In its rush to regulate drones, the FAA created a regulatory scheme that is unconstitutionally vague and utterly irrational. Case in point: while the flight of any toy drone weighing more than 0.55 pounds is considered to be a threat to the safety of the national airspace requiring mandatory and criminally enforceable registration of drone operators, the pilot of an “ultralight aircraft, which can weigh up to 254lbs [and] carry a human” can fly without being registered.
“Simply put, the FAA’s rules regarding real aircraft, when applied to recreational model aircraft and other small flying devices, make no sense. The absurd and contradictory results in applying full-size aircraft regulations to these toys… show a lack of ‘consideration of the relevant factors’ and a ‘clear error of judgement.’”
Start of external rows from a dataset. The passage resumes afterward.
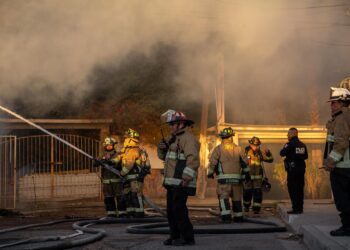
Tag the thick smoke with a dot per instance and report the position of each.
(278, 56)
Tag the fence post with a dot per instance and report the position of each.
(52, 162)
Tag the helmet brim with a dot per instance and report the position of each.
(188, 122)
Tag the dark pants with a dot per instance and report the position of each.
(295, 183)
(340, 182)
(179, 222)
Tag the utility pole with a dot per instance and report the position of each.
(220, 93)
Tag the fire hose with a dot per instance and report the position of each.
(97, 234)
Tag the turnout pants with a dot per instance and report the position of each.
(340, 182)
(113, 192)
(178, 219)
(295, 183)
(252, 189)
(133, 196)
(225, 192)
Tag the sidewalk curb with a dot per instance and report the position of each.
(312, 237)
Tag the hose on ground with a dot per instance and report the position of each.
(81, 227)
(158, 228)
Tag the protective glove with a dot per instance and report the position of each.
(144, 172)
(247, 178)
(96, 163)
(267, 152)
(163, 146)
(210, 176)
(329, 164)
(107, 162)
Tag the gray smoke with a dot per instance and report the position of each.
(277, 56)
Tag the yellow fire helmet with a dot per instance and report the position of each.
(130, 133)
(255, 141)
(109, 143)
(339, 94)
(345, 83)
(226, 132)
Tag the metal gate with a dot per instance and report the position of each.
(7, 172)
(47, 169)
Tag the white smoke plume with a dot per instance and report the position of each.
(276, 55)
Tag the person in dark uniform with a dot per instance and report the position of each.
(296, 153)
(180, 153)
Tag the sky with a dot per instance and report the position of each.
(278, 58)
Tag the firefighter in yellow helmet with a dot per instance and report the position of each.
(112, 184)
(337, 156)
(226, 161)
(253, 188)
(180, 151)
(135, 166)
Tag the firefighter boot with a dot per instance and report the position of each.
(226, 218)
(110, 206)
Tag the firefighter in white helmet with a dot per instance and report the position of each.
(337, 159)
(226, 161)
(112, 184)
(253, 188)
(180, 151)
(135, 166)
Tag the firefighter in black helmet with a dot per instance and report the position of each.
(227, 163)
(112, 184)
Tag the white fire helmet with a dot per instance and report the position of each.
(339, 94)
(175, 116)
(345, 83)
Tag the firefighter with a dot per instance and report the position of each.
(180, 151)
(227, 163)
(337, 159)
(253, 188)
(295, 153)
(135, 166)
(112, 184)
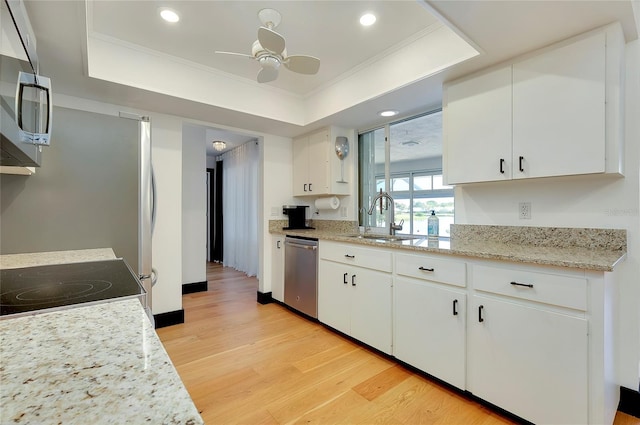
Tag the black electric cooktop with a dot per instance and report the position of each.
(46, 288)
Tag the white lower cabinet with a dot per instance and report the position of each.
(530, 362)
(355, 300)
(429, 329)
(536, 341)
(528, 345)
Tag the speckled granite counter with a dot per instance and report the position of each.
(101, 364)
(15, 261)
(589, 249)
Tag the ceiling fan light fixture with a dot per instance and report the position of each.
(388, 113)
(219, 145)
(169, 15)
(367, 19)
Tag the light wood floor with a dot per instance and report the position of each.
(246, 363)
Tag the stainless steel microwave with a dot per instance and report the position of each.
(25, 97)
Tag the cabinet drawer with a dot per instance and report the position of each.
(376, 259)
(545, 288)
(432, 268)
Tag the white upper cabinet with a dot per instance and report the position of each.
(316, 168)
(559, 111)
(477, 128)
(556, 112)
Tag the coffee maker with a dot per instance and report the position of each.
(297, 216)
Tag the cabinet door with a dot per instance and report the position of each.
(429, 329)
(559, 111)
(334, 295)
(528, 361)
(371, 302)
(277, 271)
(300, 166)
(318, 163)
(477, 128)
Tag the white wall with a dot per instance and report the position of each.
(276, 174)
(582, 201)
(194, 205)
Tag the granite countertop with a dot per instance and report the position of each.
(588, 249)
(100, 364)
(16, 261)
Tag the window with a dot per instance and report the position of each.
(405, 159)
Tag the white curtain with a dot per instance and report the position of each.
(240, 208)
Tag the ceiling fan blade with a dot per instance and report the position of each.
(234, 54)
(271, 40)
(303, 64)
(267, 74)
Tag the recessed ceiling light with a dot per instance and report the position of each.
(169, 15)
(388, 113)
(367, 19)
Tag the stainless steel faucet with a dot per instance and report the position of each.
(392, 225)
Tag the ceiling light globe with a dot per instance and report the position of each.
(169, 15)
(219, 145)
(367, 19)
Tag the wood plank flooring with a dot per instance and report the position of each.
(246, 363)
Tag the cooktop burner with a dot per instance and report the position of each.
(50, 287)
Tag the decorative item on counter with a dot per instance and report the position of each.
(433, 226)
(329, 203)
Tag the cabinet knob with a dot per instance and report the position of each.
(528, 285)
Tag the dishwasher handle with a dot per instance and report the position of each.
(297, 245)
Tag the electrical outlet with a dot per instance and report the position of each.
(524, 210)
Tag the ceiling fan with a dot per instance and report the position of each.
(270, 52)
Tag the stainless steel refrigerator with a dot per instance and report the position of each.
(94, 189)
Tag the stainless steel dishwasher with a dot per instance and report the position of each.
(301, 274)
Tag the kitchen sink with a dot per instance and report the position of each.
(384, 238)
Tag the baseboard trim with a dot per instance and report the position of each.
(190, 288)
(629, 402)
(170, 318)
(264, 297)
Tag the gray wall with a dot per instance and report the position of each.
(85, 194)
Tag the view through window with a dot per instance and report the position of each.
(404, 158)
The FAA has provided no rationale as to why it is reversing a century of non-regulation. Of course, a regulatory agency is not barred from changing its mind, but it must demonstrate a rational connection between the change in policy and the problem it purports to solve. Setting aside the fact that Congress has clearly spoken on the issue and curtailed the FAA’s authority in this space, there is no good reason for drones to be governed by regulations written for manned aircraft, making the policy arbitrary and capricious.
Last year, the FAA tried to pull the wool over the eyes of the American people by presenting a false narrative to justify the indefensible overcriminalization and over-regulation of drone hobbyists. John Taylor’s ongoing lawsuit will, with any luck, put the brakes on this instance of executive overreach.